C’est partant à juste titre que le Tribunal civil
a considéré que l’intimée n’avait pas la possibilité effective d’augmenter ses
revenus actuels. Il faut également souligner que l’intimée travaille pour deux
employeurs depuis plusieurs années à présent et que cela lui apporte un revenu
stable qui serait mis en péril s’il était exigé d’elle qu’elle quitte ses deux
emplois pour chercher un seul emploi, par hypothèse à un taux de 80 à 100 %.
En définitive, les griefs de l’appelant ne suffisent pas à remettre en cause
l’appréciation du Tribunal civil concernant l’absence d’imputation d’un revenu
hypothétique à l’intimée, appréciation qui ne prête pas le flanc à la critique.
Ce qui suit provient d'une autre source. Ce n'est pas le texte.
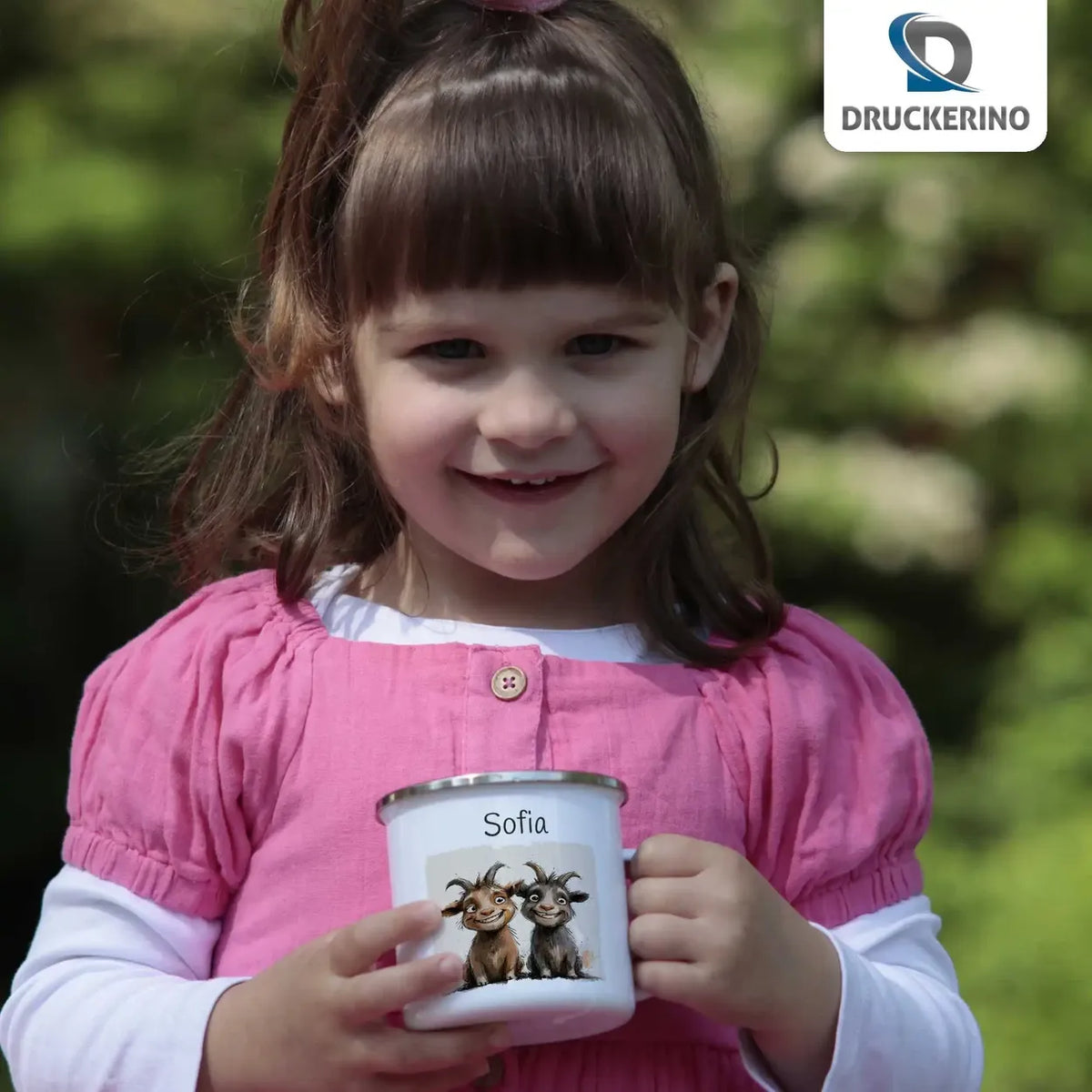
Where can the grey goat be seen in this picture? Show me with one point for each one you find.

Le seul fait qu’il pourrait en principe être exigé de l’intimée qu’elle
augmente son taux de travail si l’on se fonde sur les directives
jurisprudentielles en lien avec l’âge des enfants et leur prise en charge n’est
pas décisif. L’intimée n’a pas la possibilité effective d’augmenter ses revenus
et il en découle directement que cela ne peut pas être exigé d’elle, les deux
conditions pour retenir un revenu hypothétique n’étant ainsi pas remplies. Dès
lors que l’intimée n’est pas en mesure de couvrir elle-même son entretien convenable
et que l’appelant dispose de moyens suffisants pour ce faire, c’est à juste
titre que le Tribunal civil a fixé une contribution d’entretien en faveur de
l’épouse. Le montant de la contribution d’entretien fixée par le Tribunal civil
n’a en tant que tel pas été remis en cause par l’appelant, de sorte qu’il doit
être confirmé. C’est le lieu de préciser que ce montant permet à l’intimée de
couvrir son entretien convenable et qu’il est en sus équitable, compte tenu de
l’ensemble des circonstances. En effet, après couverture des coûts des enfants
que l’appelant assume directement et versement des contributions d’entretien
pour les enfants et pour l’intimée, il reste à l’appelant un disponible de 2'304
francs (disponible 6'858 francs – coûts des enfants 1'554 francs –
contribution d’entretien pour les enfants 1'500 francs – contribution
d’entretien pour l’intimée 1'500 francs). Ce disponible lui laisse encore un
montant non négligeable à disposition après couverture de son propre entretien
convenable incluant sa part au train de vie antérieur (2'304 – 1'580 = 724
francs). Enfin, l’appelant ne critique pas le fait que la contribution
d’entretien pour l’intimée soit indexée à l’indice suisse des prix à la
consommation et qu’elle soit due jusqu’à sa propre retraite, de sorte que la
décision du Tribunal civil ne prête pas davantage le flanc à la critique sous
cet angle.
5.
Vu
ce qui précède, l’appel doit être rejeté, dans la mesure de sa recevabilité,
aux frais de son auteur (art. 106 al. 1 CPC). La confirmation de la décision
attaquée implique de ne pas revenir sur les frais et dépens de première
instance, comme le requiert l’appelant sans autre motivation (cf. art. 318 al.
3.
CPC). L’appelant sera en outre condamné à verser à l’intimée une indemnité de
dépens.
Dispositif
Par ces motifs,
LA COUR D'APPEL
CIVILE
1. Rejette l’appel,
dans la mesure de sa recevabilité, et confirme le jugement du 5 décembre
2022.
2. Arrête les frais
de la procédure d’appel à 2'200 francs, montant couvert par l’avance de frais
effectuée, et les mets à la charge de l’appelant.
3. Condamne
l’appelant à verser à l’intimée une indemnité de dépens de 1’500 francs.